Weill galt als Chef-Lobbyist für diese Entscheidung. Sogar Bill Clinton rief er einmal spät in der Nacht an, um für seine Sache zu werben. Als die Vorlage zur Streichung des Gesetzes durch war, sprach man an daher schnell vom "Citigroup-Genehmigungs-Gesetz".
Großbanken heute aus der Zeit gefallen
Im Fernsehinterview verteidigte Weill seine Rolle bei der Schaffung von Konglomeraten: "Ich denke, das Ursprungsmodell war das richtige für seine Zeit", sagte er. "Ich denke jedoch, dass sich die Welt durch die Immobilienblase und den Zusammenbruch des Immobilienmarktes geändert hat und durch das, was dabei durch die hohen Kredithebel einiger Institute angerichtet wurde.
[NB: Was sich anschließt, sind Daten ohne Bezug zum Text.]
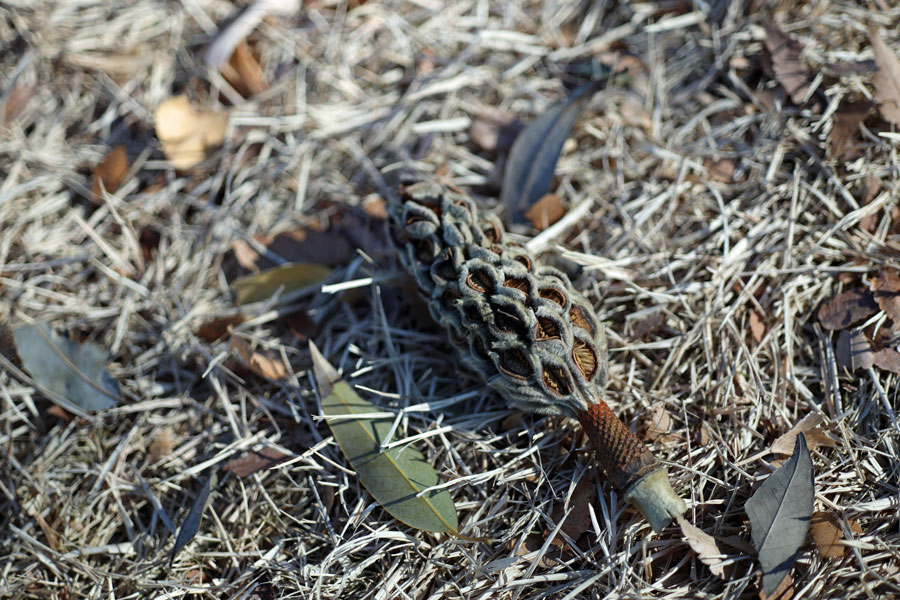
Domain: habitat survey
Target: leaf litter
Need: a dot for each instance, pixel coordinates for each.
(399, 478)
(75, 373)
(779, 514)
(356, 96)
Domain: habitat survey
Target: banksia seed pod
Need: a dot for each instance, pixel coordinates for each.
(524, 328)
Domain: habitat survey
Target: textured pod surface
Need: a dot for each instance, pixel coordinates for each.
(520, 324)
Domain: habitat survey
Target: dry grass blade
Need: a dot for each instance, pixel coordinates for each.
(886, 79)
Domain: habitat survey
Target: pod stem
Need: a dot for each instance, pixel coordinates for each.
(631, 467)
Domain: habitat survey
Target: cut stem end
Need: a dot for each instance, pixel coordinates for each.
(655, 498)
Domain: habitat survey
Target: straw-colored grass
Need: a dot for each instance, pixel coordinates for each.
(712, 200)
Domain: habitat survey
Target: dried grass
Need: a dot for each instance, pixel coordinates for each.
(708, 198)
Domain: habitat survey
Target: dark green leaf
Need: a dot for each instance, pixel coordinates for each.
(779, 514)
(532, 159)
(395, 477)
(288, 278)
(191, 523)
(71, 372)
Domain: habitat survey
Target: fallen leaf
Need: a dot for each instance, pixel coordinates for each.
(871, 187)
(887, 79)
(888, 359)
(191, 523)
(533, 156)
(827, 534)
(243, 72)
(886, 290)
(397, 477)
(546, 211)
(811, 428)
(847, 308)
(254, 461)
(779, 514)
(288, 278)
(110, 172)
(186, 134)
(71, 372)
(853, 351)
(846, 122)
(704, 545)
(579, 519)
(161, 444)
(262, 363)
(757, 327)
(787, 63)
(219, 327)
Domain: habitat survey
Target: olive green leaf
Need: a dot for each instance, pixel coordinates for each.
(289, 277)
(397, 477)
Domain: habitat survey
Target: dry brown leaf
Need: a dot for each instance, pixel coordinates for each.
(110, 172)
(811, 428)
(259, 362)
(787, 63)
(886, 290)
(161, 444)
(853, 350)
(887, 79)
(757, 327)
(579, 519)
(546, 211)
(784, 591)
(888, 359)
(847, 308)
(243, 72)
(255, 461)
(846, 123)
(705, 546)
(185, 133)
(219, 327)
(827, 533)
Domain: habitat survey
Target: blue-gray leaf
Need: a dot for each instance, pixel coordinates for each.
(191, 523)
(534, 154)
(779, 514)
(69, 371)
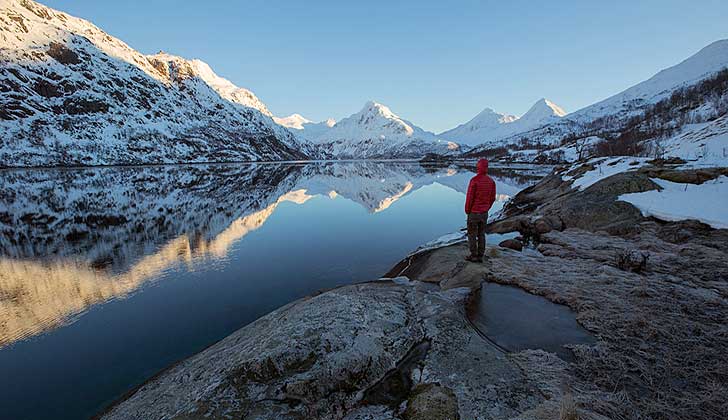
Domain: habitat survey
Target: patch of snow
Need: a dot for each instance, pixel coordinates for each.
(706, 202)
(604, 168)
(490, 126)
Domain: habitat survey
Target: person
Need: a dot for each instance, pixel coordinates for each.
(479, 199)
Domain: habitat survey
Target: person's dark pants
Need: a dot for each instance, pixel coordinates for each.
(476, 233)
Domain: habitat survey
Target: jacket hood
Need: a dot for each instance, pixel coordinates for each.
(483, 167)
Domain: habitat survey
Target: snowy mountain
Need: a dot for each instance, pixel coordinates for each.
(375, 132)
(690, 71)
(679, 112)
(295, 121)
(71, 94)
(490, 126)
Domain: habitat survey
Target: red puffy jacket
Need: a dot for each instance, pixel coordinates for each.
(481, 190)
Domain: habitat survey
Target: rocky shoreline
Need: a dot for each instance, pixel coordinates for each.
(653, 294)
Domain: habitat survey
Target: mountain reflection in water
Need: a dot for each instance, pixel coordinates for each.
(71, 239)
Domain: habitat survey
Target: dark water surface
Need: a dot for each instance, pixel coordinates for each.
(517, 320)
(109, 275)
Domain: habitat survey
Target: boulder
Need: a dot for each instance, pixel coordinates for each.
(512, 244)
(432, 402)
(512, 224)
(367, 351)
(542, 226)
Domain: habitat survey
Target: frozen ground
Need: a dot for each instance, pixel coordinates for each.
(706, 202)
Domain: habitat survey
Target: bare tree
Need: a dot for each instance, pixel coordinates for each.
(580, 145)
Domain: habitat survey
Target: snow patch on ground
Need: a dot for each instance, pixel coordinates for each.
(604, 168)
(706, 202)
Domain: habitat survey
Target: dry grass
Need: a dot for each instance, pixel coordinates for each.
(567, 408)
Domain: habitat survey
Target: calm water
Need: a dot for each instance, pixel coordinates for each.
(109, 275)
(517, 320)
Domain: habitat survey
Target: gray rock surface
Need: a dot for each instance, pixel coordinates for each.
(327, 356)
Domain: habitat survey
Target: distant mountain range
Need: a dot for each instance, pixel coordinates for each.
(490, 126)
(71, 94)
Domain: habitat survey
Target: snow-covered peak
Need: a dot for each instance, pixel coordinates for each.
(295, 121)
(542, 111)
(179, 68)
(378, 110)
(490, 118)
(490, 125)
(376, 118)
(375, 131)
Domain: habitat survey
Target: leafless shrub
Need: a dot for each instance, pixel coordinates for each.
(631, 260)
(567, 409)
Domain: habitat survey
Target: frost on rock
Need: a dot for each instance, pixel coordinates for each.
(706, 202)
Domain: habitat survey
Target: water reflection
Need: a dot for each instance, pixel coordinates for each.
(70, 239)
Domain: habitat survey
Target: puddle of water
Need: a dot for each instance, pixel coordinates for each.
(517, 320)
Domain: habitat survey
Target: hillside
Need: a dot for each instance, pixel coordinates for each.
(71, 94)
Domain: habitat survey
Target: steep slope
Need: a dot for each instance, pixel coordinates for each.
(474, 131)
(70, 94)
(490, 126)
(295, 121)
(376, 132)
(662, 116)
(186, 69)
(706, 62)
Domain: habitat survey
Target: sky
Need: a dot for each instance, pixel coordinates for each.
(434, 63)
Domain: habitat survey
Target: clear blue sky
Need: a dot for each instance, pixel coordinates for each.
(435, 63)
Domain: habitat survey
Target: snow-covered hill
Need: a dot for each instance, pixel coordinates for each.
(375, 132)
(678, 112)
(706, 62)
(71, 94)
(490, 127)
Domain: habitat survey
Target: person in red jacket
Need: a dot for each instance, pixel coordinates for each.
(480, 198)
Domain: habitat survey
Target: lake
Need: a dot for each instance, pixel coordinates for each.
(109, 275)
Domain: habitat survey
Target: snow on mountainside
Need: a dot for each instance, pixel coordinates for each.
(695, 68)
(678, 112)
(295, 121)
(70, 94)
(490, 126)
(198, 68)
(375, 132)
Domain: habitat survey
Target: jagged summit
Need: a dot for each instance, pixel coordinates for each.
(541, 112)
(180, 68)
(374, 131)
(295, 121)
(489, 125)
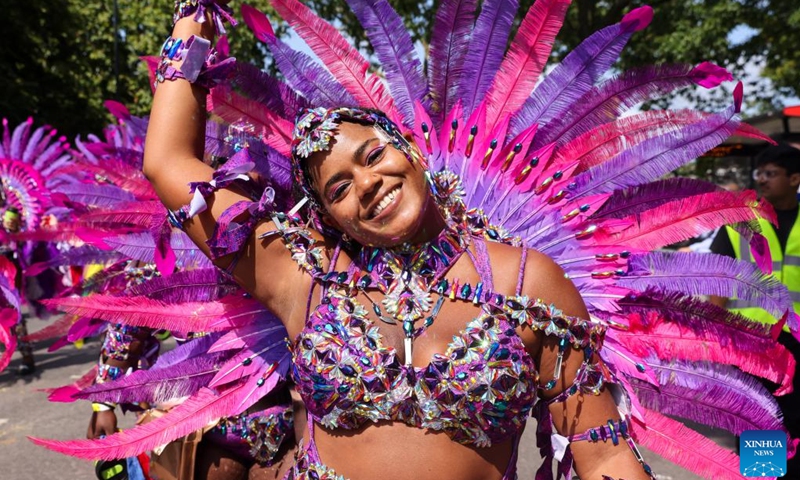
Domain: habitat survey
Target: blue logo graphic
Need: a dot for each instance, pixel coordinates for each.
(762, 453)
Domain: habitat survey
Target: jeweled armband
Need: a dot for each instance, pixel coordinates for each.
(219, 13)
(201, 63)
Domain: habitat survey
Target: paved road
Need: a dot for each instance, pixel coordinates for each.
(24, 411)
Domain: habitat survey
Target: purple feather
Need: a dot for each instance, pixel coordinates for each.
(141, 246)
(158, 385)
(639, 198)
(449, 42)
(97, 195)
(703, 318)
(720, 396)
(263, 88)
(307, 77)
(708, 275)
(18, 138)
(35, 144)
(657, 156)
(83, 255)
(485, 52)
(203, 285)
(578, 72)
(301, 72)
(607, 101)
(395, 50)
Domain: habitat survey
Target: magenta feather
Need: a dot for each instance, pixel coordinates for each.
(657, 156)
(395, 51)
(140, 246)
(83, 255)
(449, 40)
(687, 448)
(708, 274)
(191, 415)
(671, 341)
(232, 107)
(7, 337)
(303, 73)
(56, 329)
(202, 285)
(685, 218)
(157, 385)
(96, 194)
(525, 60)
(487, 45)
(345, 63)
(65, 394)
(614, 97)
(637, 199)
(261, 87)
(579, 71)
(142, 312)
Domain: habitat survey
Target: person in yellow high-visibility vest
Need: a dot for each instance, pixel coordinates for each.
(777, 176)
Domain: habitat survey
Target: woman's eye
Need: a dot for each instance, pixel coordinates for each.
(338, 191)
(375, 154)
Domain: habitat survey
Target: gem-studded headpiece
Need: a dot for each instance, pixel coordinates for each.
(314, 130)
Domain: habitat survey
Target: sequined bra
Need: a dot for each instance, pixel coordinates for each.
(479, 391)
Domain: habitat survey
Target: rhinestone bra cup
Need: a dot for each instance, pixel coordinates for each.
(479, 391)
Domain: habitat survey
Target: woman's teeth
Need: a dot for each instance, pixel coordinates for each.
(385, 202)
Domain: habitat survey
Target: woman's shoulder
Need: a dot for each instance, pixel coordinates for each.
(541, 277)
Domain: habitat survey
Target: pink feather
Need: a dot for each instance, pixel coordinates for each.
(193, 414)
(143, 312)
(65, 394)
(526, 58)
(669, 341)
(7, 338)
(232, 107)
(344, 61)
(687, 448)
(56, 329)
(685, 218)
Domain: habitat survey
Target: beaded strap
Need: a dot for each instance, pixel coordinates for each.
(234, 170)
(201, 63)
(219, 13)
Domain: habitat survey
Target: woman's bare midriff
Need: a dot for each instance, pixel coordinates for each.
(395, 451)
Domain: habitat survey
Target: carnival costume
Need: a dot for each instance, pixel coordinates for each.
(556, 170)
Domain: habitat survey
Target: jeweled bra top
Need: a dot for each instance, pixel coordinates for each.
(479, 391)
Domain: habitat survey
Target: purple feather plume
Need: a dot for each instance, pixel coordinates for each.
(607, 101)
(639, 198)
(719, 396)
(202, 285)
(302, 72)
(486, 50)
(449, 43)
(578, 72)
(395, 50)
(657, 156)
(708, 275)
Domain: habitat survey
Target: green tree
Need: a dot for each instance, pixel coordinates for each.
(63, 59)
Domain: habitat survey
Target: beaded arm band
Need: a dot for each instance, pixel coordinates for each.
(201, 63)
(229, 236)
(219, 13)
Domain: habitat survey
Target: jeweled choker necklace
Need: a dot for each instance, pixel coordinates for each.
(406, 276)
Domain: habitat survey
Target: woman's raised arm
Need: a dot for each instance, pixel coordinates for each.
(172, 159)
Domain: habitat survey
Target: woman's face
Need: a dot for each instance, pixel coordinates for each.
(369, 189)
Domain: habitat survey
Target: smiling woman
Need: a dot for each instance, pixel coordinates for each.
(462, 253)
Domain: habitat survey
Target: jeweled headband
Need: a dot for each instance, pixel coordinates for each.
(314, 130)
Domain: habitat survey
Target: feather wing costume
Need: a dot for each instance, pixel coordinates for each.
(561, 164)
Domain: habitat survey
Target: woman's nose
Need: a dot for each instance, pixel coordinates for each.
(367, 183)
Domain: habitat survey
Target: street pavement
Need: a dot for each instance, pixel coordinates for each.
(25, 411)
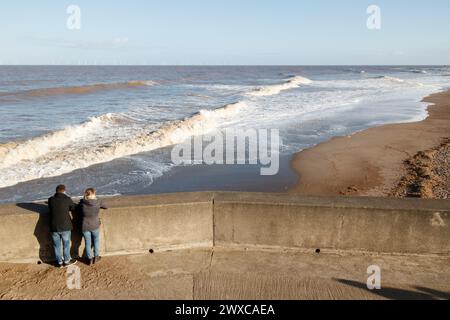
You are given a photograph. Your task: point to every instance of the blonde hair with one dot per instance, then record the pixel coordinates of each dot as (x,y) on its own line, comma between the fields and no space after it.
(89,194)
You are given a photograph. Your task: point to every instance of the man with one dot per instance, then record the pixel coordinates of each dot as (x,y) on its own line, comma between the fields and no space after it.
(59,207)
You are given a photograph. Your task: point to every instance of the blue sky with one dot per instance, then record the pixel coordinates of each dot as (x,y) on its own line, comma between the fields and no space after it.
(212,32)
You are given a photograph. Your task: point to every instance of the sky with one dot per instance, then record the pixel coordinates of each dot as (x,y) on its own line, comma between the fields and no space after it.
(225,32)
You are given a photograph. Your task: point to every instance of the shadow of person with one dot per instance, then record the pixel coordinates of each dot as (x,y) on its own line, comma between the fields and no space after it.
(43,234)
(41,231)
(391,293)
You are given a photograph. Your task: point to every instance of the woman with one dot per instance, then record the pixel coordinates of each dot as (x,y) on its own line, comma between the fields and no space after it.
(90,207)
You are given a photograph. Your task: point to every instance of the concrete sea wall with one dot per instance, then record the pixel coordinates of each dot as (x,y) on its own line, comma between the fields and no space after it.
(187,220)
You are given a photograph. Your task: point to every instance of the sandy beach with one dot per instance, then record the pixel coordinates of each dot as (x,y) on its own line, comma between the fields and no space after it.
(400,160)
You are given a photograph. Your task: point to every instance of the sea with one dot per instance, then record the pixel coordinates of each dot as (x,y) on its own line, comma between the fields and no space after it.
(113,127)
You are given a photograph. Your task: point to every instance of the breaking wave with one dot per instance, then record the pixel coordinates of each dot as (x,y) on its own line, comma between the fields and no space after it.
(401,81)
(56,91)
(14,152)
(48,156)
(105,138)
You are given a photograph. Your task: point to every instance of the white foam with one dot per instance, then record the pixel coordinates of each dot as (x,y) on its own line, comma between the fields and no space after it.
(15,152)
(277,88)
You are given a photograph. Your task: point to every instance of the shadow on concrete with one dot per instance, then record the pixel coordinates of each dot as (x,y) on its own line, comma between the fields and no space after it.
(43,235)
(399,294)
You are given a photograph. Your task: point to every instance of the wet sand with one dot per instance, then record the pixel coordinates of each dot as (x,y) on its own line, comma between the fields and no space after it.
(382,161)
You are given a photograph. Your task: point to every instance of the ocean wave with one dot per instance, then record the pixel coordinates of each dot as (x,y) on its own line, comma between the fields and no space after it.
(76,90)
(73,148)
(12,153)
(402,81)
(271,90)
(46,157)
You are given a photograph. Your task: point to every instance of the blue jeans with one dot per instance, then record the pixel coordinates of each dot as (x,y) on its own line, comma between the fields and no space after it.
(90,236)
(65,237)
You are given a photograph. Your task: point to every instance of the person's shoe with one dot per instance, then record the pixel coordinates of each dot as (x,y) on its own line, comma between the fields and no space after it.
(71,262)
(96,259)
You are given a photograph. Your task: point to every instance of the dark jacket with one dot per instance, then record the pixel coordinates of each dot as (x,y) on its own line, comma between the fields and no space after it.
(90,210)
(59,207)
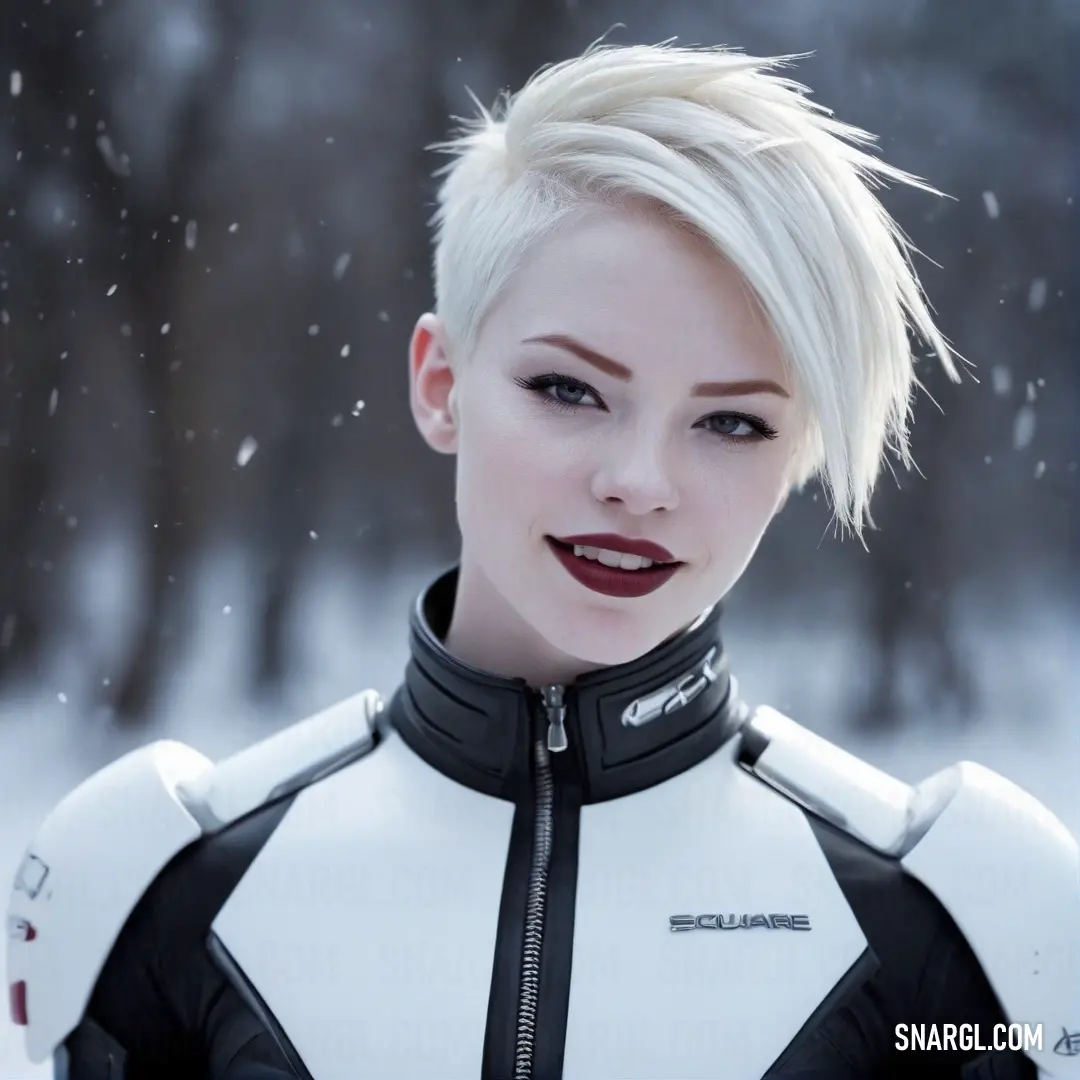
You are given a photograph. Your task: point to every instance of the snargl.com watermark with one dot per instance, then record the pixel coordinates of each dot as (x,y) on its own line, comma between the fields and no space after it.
(954,1037)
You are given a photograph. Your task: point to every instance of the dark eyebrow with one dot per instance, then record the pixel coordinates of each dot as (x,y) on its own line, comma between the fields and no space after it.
(738,388)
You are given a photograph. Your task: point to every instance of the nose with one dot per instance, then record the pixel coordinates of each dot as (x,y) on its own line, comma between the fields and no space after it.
(636,475)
Deswegen denke ich nicht, dass das Modell jetzt noch passt."
Die US-Finanzwirtschaft als Ganzes ist seit Jahrzehnten auf Konsolidierungskurs. Gleichzeitig hat sich das Wachstum der größten Banken beschleunigt – zumindest zum Teil durch Übernahmen, die durch die Finanzkrise 2008 gefördert wurden.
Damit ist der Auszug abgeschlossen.